The closing minutes of the second and final presidential debate seemed to pack the entirety of the campaign into two minutes.
The setup came in a question from moderator Kristen Welker, who asked both President Trump and his rival Joe Biden what they would say in their inaugural address to Americans who did not vote for them.
Trump, who went first, did not answer the question. Instead he predicted that if the former vice president were elected, “you will have a depression the likes of which you’ve never seen, your 401(k)s will go to hell, and it will be a very sad day for this country.”
When his turn came, Biden said he’d choose “science over fiction,” “hope over fear,” “deal with systemic racism,” ensure that “everyone has an even chance,” and create “millions” of new jobs in clean energy. The former vice president said he would represent all Americans “whether you voted for me or against me.”
The moment marked the last chance for each candidate to deliver a closing message to a national audience; the campaign equivalent of the final minutes of a soccer match when the sides scramble furiously to score.
Trump’s argument may be one of necessity: His concealing, dismissing, mismanaging and ultimately losing control of the pandemic has left him pointing to the stock market, which in the closing days of the campaign hovers at pre-pandemic levels, as a proxy for his performance.
That someone who played a successful businessperson on TV now clings to a financial market as a political life preserver brings its own irony. To the extent stocks have held their ground, they’ve done so thanks in part to a pandemic-induced lowering of interest rates by the Federal Reserve. In another twist, the central bank’s chairman was, at least until COVID-19 arrived, a regular Trump target.
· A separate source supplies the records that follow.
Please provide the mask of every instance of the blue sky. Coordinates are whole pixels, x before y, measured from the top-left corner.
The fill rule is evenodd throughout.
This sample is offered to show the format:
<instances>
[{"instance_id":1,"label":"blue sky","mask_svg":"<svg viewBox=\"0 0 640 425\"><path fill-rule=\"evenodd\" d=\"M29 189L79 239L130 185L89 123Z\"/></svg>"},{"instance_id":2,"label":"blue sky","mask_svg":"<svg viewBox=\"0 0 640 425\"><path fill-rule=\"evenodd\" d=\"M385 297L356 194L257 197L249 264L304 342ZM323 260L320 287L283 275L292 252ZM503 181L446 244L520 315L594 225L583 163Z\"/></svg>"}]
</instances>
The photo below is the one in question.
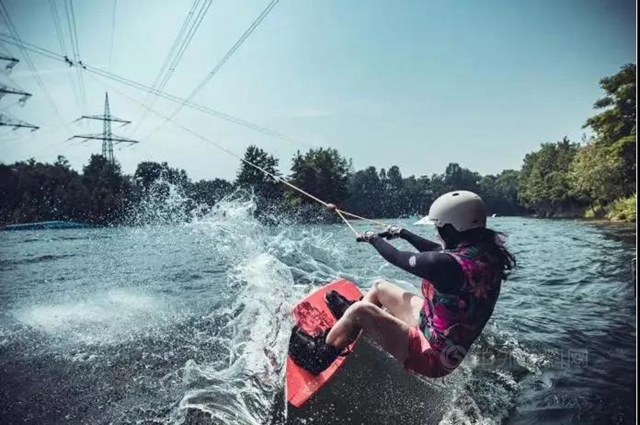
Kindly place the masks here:
<instances>
[{"instance_id":1,"label":"blue sky","mask_svg":"<svg viewBox=\"0 0 640 425\"><path fill-rule=\"evenodd\" d=\"M55 0L66 31L64 1ZM23 40L60 52L49 3L3 0ZM267 0L214 0L166 91L187 96L267 5ZM151 85L191 0L116 3L109 63L112 0L73 2L81 59ZM598 80L635 62L635 2L556 1L311 1L281 0L195 98L247 121L291 136L274 139L184 108L176 120L242 154L251 144L280 158L288 172L297 149L337 148L356 169L400 166L405 175L442 172L449 162L481 173L519 168L541 142L567 135L578 141L601 96ZM4 22L0 31L7 32ZM65 37L68 33L65 32ZM68 43L68 38L66 39ZM0 45L21 58L13 46ZM99 142L65 142L97 133L98 123L72 123L102 112L140 120L139 105L85 75L87 110L76 100L74 69L31 54L60 110L47 103L24 61L0 82L33 93L14 117L42 128L0 130L0 160L67 156L80 169ZM108 82L140 101L143 92ZM10 105L0 100L0 110ZM158 100L163 114L175 104ZM140 139L117 147L126 172L143 160L167 161L194 179L233 178L238 162L147 114L139 126L114 128ZM136 129L133 132L133 129Z\"/></svg>"}]
</instances>

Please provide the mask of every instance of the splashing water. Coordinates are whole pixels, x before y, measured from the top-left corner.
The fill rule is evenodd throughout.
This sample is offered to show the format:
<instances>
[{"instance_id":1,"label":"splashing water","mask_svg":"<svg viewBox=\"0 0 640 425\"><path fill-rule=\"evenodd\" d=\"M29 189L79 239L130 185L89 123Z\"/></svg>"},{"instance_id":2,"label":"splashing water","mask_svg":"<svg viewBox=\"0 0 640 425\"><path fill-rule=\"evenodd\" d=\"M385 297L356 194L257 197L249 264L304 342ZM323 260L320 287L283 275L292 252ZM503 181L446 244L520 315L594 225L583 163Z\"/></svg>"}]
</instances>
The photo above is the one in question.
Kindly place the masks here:
<instances>
[{"instance_id":1,"label":"splashing water","mask_svg":"<svg viewBox=\"0 0 640 425\"><path fill-rule=\"evenodd\" d=\"M264 393L274 393L282 378L286 318L295 299L293 278L268 254L239 265L233 278L242 290L222 314L236 313L217 333L229 354L213 364L187 363L183 379L196 389L187 391L179 408L181 414L198 408L225 423L258 423L256 416L263 419L271 409L272 400Z\"/></svg>"},{"instance_id":2,"label":"splashing water","mask_svg":"<svg viewBox=\"0 0 640 425\"><path fill-rule=\"evenodd\" d=\"M135 227L1 236L0 414L8 423L25 418L39 423L267 423L274 410L282 409L283 363L296 300L337 277L363 288L378 277L415 287L410 276L384 265L370 247L355 244L344 226L287 222L268 227L254 218L252 199L240 194L212 209L194 207L170 185L161 194L143 202ZM439 394L424 404L444 407L442 424L493 424L514 415L536 422L553 414L566 421L584 419L585 411L601 419L607 409L617 409L618 422L631 421L624 406L601 390L609 385L624 398L628 383L594 378L608 376L609 366L599 363L597 354L611 343L593 335L612 332L612 326L622 329L612 336L618 341L616 367L633 370L635 361L626 351L632 339L620 336L635 335L624 319L633 315L620 286L624 273L606 265L612 272L603 275L582 263L602 232L568 222L554 232L549 228L557 222L505 218L495 223L511 234L524 267L504 286L494 319L462 366L444 380L418 381ZM566 236L549 240L549 235L579 235L569 247L575 254L561 264L540 258L545 254L531 248L540 234L547 244L564 246ZM627 249L610 242L612 255L625 261ZM541 278L548 282L544 290ZM618 290L611 292L612 285ZM556 291L551 300L550 291ZM589 291L603 303L600 314L585 310L579 321L568 320L565 303L579 305ZM609 314L607 320L603 314ZM550 347L552 332L556 339ZM564 332L569 340L562 338ZM624 341L629 347L620 345ZM595 356L592 381L581 368L554 366L549 348L571 344L588 346ZM344 376L341 385L363 400L349 411L332 413L337 422L357 422L364 409L394 412L394 404L408 396L401 385L406 375L393 375L375 356L359 359L366 383ZM385 376L395 377L387 388L376 388L376 379ZM576 388L557 394L554 402L548 393L558 391L559 382ZM582 397L585 392L589 395ZM525 413L518 413L521 405ZM424 422L410 410L395 417Z\"/></svg>"}]
</instances>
Though stocks might hold sway with some of the roughly one-third of Americans who have a 401(k) plan, there aren’t enough of them to reelect a president. Even in normal times, share prices are hardly a proxy for prosperity. And the times are anything but normal. More Americans lost their jobs in two months last spring than during the Great Depression and the recession of 2008 combined.
For his part, Biden, if you untangle the syntax, sought to unite. The economy matters there, too. The fault lines laid bare by the pandemic include widening inequality, which the pandemic threatens to accelerate without a Biden administration and its allies in Congress finding a way to rebuild a safety net that has frayed beyond repair.
In a New York Times/Siena College poll earlier this month, 91% of likely Democratic voters said they support a new $2 trillion stimulus package to extend unemployment insurance, send stimulus checks to most Americans, and provide financial support to state and local governments.
Predictably by now, the survey divided sharply on partisan lines. With one exception: The proposed stimulus also commanded support from a majority (56%) of likely Republican voters.
Whether measured in lives ended or upended, the pandemic’s toll grows by the day. The coming together that Biden is offering may be taking shape already.